I might suggest that if there were a way for a calculation to be performed and the result of that calculation

chained to a subsequent calculation such that the precision of the result-becomes-operand is wider than

what will fit in a register, then you can dramatically reduce the count of instructions in this category while retaining

acceptable accuracy:

 z = x / y

can be calculated as::

 z = x * (1/y)

Where 1/y has about 26-to-32 bits of fraction. No, it's not IEEE 754-2008 accurate, but GPUs want speed and

1/y is fully pipelined (F32) while x/y cannot be (at reasonable area). It is also not "that inaccurate" displaying 0.625-to-0.52 ULP.

Given that one has the ability to carry (and process) more fraction bits, one can then do high precision multiplies of π or other transcendental radixes.

And GPUs have been doing this almost since the dawn of 3D.

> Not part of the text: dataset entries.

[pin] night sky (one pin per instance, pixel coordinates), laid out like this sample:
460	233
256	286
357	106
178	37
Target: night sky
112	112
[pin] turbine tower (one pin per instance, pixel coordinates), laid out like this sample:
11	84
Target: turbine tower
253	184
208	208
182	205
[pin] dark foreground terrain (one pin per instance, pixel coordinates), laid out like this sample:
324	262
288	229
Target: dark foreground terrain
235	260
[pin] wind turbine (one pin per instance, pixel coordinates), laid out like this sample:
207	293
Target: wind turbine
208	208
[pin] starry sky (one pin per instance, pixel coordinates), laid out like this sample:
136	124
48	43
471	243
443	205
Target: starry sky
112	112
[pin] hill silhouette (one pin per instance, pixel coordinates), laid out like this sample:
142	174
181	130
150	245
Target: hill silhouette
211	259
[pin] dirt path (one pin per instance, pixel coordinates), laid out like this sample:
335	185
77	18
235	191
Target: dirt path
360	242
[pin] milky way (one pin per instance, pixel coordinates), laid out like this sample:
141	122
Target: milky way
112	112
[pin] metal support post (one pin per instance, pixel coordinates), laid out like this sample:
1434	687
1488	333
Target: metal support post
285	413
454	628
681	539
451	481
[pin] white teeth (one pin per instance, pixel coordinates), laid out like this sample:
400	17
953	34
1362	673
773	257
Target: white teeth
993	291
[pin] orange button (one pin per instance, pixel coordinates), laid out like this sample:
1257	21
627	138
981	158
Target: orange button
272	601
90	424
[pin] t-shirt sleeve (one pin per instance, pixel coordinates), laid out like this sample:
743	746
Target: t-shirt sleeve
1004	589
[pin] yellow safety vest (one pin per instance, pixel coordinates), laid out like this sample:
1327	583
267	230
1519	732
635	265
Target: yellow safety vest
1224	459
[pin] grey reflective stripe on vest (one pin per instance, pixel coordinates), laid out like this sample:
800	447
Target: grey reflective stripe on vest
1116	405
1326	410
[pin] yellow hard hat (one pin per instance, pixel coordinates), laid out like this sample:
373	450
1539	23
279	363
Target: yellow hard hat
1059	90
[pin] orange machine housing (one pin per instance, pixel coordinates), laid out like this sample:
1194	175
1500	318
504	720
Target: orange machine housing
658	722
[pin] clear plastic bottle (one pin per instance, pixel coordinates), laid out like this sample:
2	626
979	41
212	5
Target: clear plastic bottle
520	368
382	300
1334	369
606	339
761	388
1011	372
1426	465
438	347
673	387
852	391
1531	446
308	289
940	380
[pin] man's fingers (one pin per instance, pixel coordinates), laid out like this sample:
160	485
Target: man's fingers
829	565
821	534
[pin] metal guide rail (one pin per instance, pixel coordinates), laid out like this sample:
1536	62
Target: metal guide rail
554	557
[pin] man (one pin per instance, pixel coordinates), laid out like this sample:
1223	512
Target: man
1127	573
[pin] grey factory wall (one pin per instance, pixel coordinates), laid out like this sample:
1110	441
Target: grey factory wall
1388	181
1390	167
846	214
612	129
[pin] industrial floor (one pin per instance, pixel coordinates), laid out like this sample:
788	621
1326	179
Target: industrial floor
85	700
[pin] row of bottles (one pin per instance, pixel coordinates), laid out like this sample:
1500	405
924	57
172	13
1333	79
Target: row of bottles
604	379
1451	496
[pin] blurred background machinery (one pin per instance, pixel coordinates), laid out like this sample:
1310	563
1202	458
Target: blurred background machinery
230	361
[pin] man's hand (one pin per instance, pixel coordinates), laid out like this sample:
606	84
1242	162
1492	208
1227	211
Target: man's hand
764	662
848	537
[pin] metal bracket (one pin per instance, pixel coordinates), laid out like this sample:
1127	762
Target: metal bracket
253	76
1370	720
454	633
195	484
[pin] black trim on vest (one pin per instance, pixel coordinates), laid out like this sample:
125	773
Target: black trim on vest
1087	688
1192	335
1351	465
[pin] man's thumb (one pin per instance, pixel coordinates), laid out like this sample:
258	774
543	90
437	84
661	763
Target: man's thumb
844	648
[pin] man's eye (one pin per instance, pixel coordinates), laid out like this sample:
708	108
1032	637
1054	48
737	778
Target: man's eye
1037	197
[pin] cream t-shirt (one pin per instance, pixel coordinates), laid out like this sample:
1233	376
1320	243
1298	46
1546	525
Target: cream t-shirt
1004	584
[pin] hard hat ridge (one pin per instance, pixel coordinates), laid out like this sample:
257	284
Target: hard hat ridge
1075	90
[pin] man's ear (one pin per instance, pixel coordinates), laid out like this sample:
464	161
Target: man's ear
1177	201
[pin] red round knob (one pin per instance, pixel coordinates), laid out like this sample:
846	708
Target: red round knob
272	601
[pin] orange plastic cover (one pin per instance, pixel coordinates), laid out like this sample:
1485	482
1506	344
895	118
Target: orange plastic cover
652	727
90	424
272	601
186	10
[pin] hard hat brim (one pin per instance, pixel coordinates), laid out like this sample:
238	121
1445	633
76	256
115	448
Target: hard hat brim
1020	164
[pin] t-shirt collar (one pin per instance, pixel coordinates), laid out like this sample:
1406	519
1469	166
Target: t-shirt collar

// calculate ATAN2 high performance style
// Note: at this point x != y
//
if( x  > 0.0             )
{
    if( y < 0.0 && |y| < |x| ) return - π/2 - ATAN( x / y );
    if( y < 0.0 && |y| > |x| ) return       + ATAN( y / x );
    if( y > 0.0 && |y| < |x| ) return       + ATAN( y / x );
    if( y > 0.0 && |y| > |x| ) return + π/2 - ATAN( x / y );
}
if( x  < 0.0             )
{
    if( y < 0.0 && |y| < |x| ) return + π/2 + ATAN( x / y );
    if( y < 0.0 && |y| > |x| ) return + π   - ATAN( y / x );
    if( y > 0.0 && |y| < |x| ) return + π   - ATAN( y / x );
    if( y > 0.0 && |y| > |x| ) return +3π/2 + ATAN( x / y );
}

This way the adds and subtracts from the constant are not in a precision precarious position.